Olası Macron liderliğindeki bir Fransa sadece Avrupa Birliği’ne olan inancın yenilenmesi konusunda değil, içerisinden geçtiği kriz daha da derinleşen liberal uluslararası düzen açısından da oldukça önemli. Öyle ki yeni Fransız başkanının, özellikle Trump başkanlığındaki ABD’nin küresel yönetişim karşısındaki olumsuz ve belirsiz tavırları sonrası liberal düzen savunuculuğunda yalnız başına kaldığı iddia edilen Almanya’nın yanında güçlü ve kararlı bir şekilde yer alacağı ileri sürülebilir. Zira bu denklemden yola çıkarak Marine Le Pen de başkanlık kampanyasında Macron ile olan mücadelesini “vatanseverlere karşı küreselcilerin mücadelesi” olarak nitelendirmişti. Bu bağlamda dikkat çekici diğer bir önemli nokta, çeşitli uzman görüşlerinde de zaman zaman üstünde durulduğu gibi, özellikle Avrupa siyaseti bağlamında geleneksel sağ-sol ayrımına dayalı siyasetin yerini artık küreselciler ve yerelciler/milliyetçiler arasındaki mücadelenin aldığı gerçeğidir. Birleşmiş Milletler, G20 ve benzeri uluslararası örgütlere olan inancın azaldığı bu dönemde, olası Macron liderliğindeki bir Fransa’nın, küresel yönetişim önceliğini tekrar Avrupa gündemine taşıması muhtemel görünüyor.
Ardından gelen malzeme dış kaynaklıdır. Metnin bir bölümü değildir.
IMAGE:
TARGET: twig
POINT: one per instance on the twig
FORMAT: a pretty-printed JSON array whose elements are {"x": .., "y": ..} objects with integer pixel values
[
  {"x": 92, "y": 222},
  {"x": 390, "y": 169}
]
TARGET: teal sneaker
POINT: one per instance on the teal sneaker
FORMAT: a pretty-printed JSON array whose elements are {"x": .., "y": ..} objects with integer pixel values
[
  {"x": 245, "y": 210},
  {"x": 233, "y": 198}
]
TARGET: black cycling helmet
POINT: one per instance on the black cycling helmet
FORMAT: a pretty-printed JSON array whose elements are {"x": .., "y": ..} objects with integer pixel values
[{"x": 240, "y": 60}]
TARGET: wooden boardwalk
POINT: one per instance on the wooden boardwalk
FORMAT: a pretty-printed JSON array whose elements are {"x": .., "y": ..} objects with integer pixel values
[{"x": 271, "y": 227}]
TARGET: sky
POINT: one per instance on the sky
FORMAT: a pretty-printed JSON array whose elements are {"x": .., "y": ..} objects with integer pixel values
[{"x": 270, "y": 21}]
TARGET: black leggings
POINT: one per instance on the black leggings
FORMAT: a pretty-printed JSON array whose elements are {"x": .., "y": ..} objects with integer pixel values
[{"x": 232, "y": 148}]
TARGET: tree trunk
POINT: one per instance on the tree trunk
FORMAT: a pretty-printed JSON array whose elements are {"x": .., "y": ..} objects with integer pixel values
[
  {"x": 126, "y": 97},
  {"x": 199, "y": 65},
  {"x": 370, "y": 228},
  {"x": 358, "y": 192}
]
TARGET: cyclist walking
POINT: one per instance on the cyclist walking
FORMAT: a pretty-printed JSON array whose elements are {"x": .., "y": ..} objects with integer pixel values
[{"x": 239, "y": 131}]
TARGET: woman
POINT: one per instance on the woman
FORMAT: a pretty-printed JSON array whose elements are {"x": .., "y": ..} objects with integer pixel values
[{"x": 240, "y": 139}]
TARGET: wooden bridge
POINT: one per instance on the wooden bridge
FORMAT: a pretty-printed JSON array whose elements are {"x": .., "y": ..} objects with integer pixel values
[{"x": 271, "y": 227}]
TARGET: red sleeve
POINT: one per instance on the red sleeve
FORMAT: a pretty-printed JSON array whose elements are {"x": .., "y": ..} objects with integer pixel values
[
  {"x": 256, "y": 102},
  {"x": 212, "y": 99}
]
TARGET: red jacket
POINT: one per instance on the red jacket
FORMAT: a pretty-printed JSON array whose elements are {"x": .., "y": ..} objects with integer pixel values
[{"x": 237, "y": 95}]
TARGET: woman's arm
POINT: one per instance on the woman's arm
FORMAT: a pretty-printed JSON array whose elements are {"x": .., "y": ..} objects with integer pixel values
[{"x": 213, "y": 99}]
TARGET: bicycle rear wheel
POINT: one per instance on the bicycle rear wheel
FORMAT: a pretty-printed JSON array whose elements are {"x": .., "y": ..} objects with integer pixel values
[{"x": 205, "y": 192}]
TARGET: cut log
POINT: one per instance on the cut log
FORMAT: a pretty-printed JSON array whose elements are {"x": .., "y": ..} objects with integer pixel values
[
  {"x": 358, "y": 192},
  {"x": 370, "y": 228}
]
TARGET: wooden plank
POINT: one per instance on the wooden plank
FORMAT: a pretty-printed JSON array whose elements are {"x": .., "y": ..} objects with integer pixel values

Macron’un küresel liberal düzeni savunan vizyonunun yanında, bu düzende Fransa’ya liderlik rolü çizdiğini de söylemek mümkün. Macron liberal düzenin geleceği vizyonunda Fransa’yı yeni bir merkez olarak konumlandırmakta ve bu vizyonunda stratejik bir şekilde Trump idaresini de hedef almakta. Buna örnek olarak Macron’un, popülizm rüzgarına kapılan Trump idaresindeki ABD’nin yerine, bu yeni dönemde Fransa’nın bilim adamlarına, girişimcilere, araştırmacılara yeni bir yuva olabileceği söylemini gösterebiliriz.

Liberal uluslararası düzenin geleceğinde olası Macron liderliğindeki Fransa’nın rolü açısından bir diğer önemli nokta da Macron’un Rusya’ya karşı olan tutumu. Rusya’ya empoze edilen yaptırımların kaldırılmasını savunan Le Pen’in aksine Macron, bu yaptırımların Rusya aleyhinde şimdilik devam etmesi konusunda görüş bildiriyor. Macron’un Rusya karşısındaki bu tutumu, son dönemde sıkça üstünde durulan, Rusya’nın Avrupa siyasetinde liberal uluslararasıcılar karşısında daha çok Avrupalı popülist-milliyetçi hareketleri desteklediği görüşünü kanıtlayıcı nitelikte.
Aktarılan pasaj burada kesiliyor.